One on one with Secretary of Education Betsy DeVos

DeVos one on one.PNG

(NEWSCHANNEL 3) - President Donald Trump is requesting that Secretary of Education, and Holland-native Betsy DeVos review every policy and regulation from the department that may be intrusive to local schools.

Newschannel 3’s political reporter Nick Minock got to speak with Secretary DeVos after the President signed the new executive order.

In the exclusive interview, we asked if DeVos plans on repealing Common Core.

In November of 2016, Ivanka Trump was very direct about her father’s plans for Common Core.

“He would repeal it,” said Ivanka.

Now, that the new Trump administration is in place, Newschannel 3 put the question to Secretary DeVos.

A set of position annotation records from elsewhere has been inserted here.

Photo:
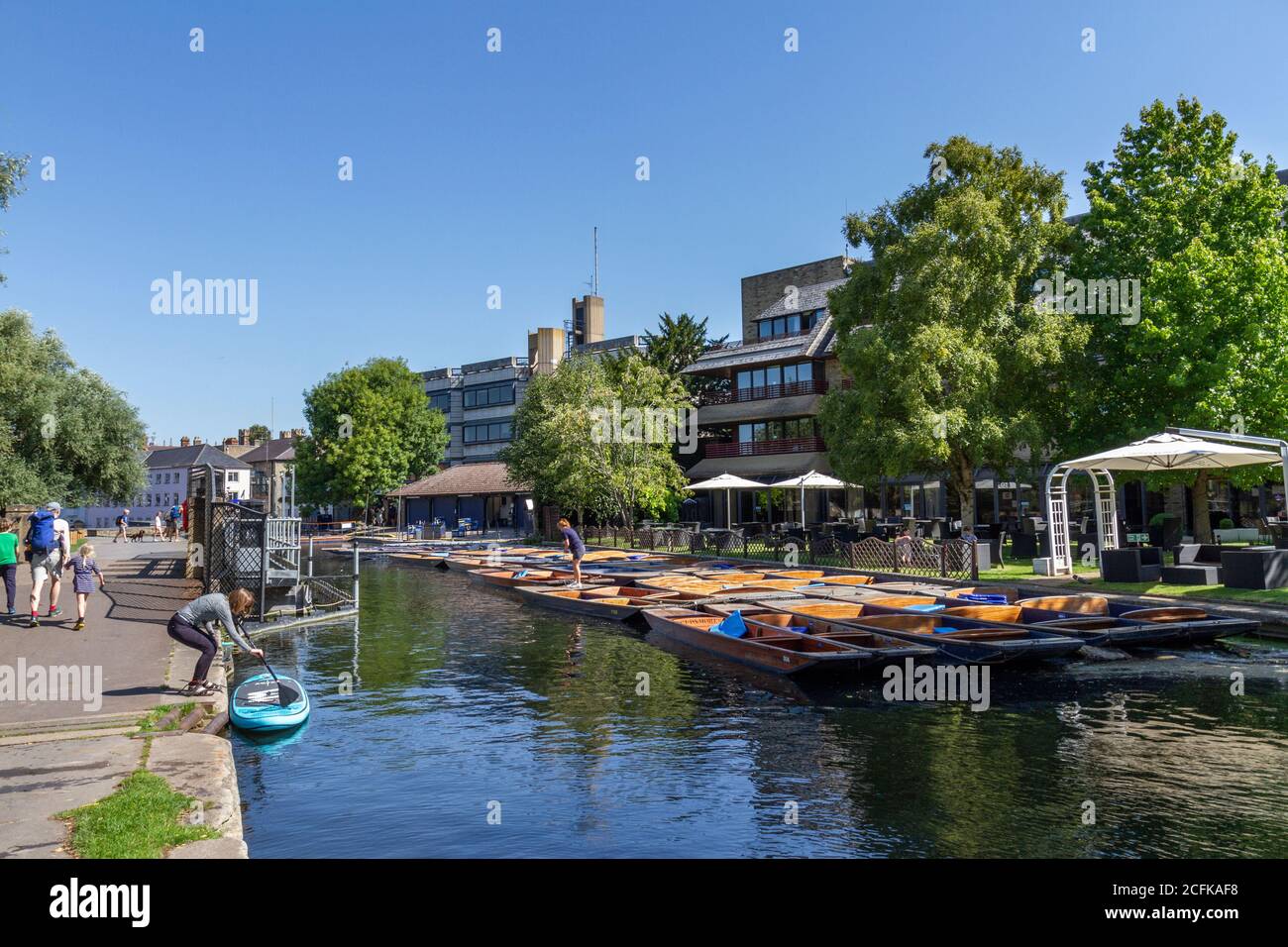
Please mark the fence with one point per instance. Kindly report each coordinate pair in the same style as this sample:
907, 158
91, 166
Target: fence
951, 560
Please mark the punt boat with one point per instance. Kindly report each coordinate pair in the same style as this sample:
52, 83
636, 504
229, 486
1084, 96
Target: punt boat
969, 641
881, 648
780, 651
1095, 618
608, 602
513, 579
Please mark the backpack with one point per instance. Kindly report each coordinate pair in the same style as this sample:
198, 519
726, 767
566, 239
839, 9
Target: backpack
42, 536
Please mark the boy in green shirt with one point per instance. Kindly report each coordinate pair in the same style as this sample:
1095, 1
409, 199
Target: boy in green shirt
9, 562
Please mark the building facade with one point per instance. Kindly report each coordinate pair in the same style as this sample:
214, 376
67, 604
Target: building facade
167, 484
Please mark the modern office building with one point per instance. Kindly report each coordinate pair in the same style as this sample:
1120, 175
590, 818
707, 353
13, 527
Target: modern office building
761, 420
480, 401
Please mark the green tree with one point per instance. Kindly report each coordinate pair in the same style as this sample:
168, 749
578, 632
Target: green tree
13, 169
1201, 227
372, 429
593, 438
678, 344
64, 433
949, 357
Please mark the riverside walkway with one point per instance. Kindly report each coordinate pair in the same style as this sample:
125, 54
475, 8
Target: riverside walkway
60, 754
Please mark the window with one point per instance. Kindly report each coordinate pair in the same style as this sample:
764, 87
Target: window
482, 433
789, 325
484, 395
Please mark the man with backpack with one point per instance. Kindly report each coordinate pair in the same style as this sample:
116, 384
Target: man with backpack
48, 548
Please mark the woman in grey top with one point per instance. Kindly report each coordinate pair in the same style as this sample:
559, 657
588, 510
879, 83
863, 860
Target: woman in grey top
192, 625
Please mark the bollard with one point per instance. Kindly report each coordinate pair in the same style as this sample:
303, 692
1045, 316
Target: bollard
356, 575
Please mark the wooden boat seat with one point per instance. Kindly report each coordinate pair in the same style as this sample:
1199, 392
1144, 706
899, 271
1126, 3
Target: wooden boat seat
1012, 594
987, 612
901, 600
1082, 604
1166, 615
926, 625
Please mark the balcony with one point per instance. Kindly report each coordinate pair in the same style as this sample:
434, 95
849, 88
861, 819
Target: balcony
739, 394
752, 449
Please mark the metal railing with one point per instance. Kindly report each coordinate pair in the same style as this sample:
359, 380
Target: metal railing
759, 393
752, 449
951, 560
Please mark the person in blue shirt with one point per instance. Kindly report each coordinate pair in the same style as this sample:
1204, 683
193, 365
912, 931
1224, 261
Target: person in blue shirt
574, 544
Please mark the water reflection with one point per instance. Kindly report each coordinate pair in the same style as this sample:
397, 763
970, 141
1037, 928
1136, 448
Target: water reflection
469, 698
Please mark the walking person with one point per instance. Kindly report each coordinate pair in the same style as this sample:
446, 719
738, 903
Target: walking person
9, 564
574, 544
84, 571
48, 547
193, 626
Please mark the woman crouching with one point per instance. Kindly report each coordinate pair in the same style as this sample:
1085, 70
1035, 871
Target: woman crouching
193, 626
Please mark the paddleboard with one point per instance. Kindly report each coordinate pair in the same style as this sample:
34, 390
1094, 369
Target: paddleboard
256, 705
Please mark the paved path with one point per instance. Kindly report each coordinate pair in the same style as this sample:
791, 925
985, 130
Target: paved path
56, 755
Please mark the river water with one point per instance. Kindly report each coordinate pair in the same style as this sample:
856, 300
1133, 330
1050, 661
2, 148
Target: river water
477, 727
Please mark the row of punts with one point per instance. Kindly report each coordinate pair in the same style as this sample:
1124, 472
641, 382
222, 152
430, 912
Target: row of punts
797, 620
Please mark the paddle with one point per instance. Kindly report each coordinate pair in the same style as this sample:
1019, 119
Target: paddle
286, 694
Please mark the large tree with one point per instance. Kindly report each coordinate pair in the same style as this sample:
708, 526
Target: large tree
593, 438
677, 344
1201, 227
372, 429
951, 360
13, 169
64, 433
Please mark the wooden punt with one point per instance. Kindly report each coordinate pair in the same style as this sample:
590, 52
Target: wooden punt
608, 602
969, 641
883, 648
1172, 624
511, 579
769, 650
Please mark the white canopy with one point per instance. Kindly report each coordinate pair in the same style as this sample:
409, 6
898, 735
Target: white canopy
1177, 449
1173, 453
810, 480
726, 482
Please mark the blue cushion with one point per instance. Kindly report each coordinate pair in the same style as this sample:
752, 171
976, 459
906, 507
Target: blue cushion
733, 626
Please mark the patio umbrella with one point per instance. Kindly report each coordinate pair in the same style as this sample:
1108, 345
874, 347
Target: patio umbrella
728, 483
810, 480
1164, 451
1173, 453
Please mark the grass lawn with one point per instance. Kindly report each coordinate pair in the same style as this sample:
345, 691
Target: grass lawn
140, 819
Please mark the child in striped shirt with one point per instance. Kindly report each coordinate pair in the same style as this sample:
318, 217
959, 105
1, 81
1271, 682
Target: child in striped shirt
82, 583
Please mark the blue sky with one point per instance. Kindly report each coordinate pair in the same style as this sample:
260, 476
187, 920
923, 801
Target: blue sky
475, 169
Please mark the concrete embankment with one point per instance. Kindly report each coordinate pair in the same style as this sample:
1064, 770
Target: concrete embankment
63, 750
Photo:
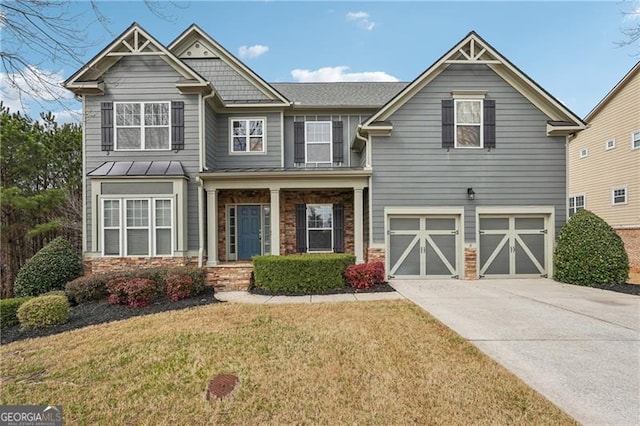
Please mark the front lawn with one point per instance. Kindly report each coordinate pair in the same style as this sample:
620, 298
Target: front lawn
344, 363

“Is that your plan?” asked Newschannel 3’s Nick Minock.

“Well, with the implementation of the Every Student Succeeds Act, in essence, Common Core is not a national program or mandate anymore,” said DeVos. “Power has been returned to state and local entities to be able to decide what standards and what expectations they are going to have of their students. Now I’m very hopeful that every state will set their expectations high. We want them to shoot high on behalf of their students, but the reality is there is no more federal Common Core and it’s not mandated from the federal level.”

“Looking at parochial schools, charter schools, how are they augmenting public schools?” asked Minock. “Your critics say the voucher system takes away money from the public school system. What say you?"

"What I say is that every parent should have choices like I had for my children and they should be empowered to make a choice that's best for their child, the best education environment for them,” said DeVos. “It can take a variety of avenues or manifestations of that, but they should all be empowered to make those types of choices for their kids."

During her confirmation hearings, the Michigan native was criticized for her support of charter schools, taking a lot of flak from the Michigan Education Association.

We asked DeVos how it felt seeing backlash from her home state.

“The critics don’t really bother me,” said DeVos. “I know where my heart is, and I know that I am advocating for them, for all kids. So that allows me to sleep well at night.”

But not every kid sleeps well at night. Newschannel 3 pressed DeVos on what she plans to do to improve educational outcomes in low income areas like Flint and Detroit.

"Well, the Department of Education is not going to mandate what state A, or B, or C does,” said DeVos. “That again is the commitment of this administration to return power to the states because states are different, communities are different. Those closest to students and those closest to the issues are best equipped to solve the problems and address the needs at the local level."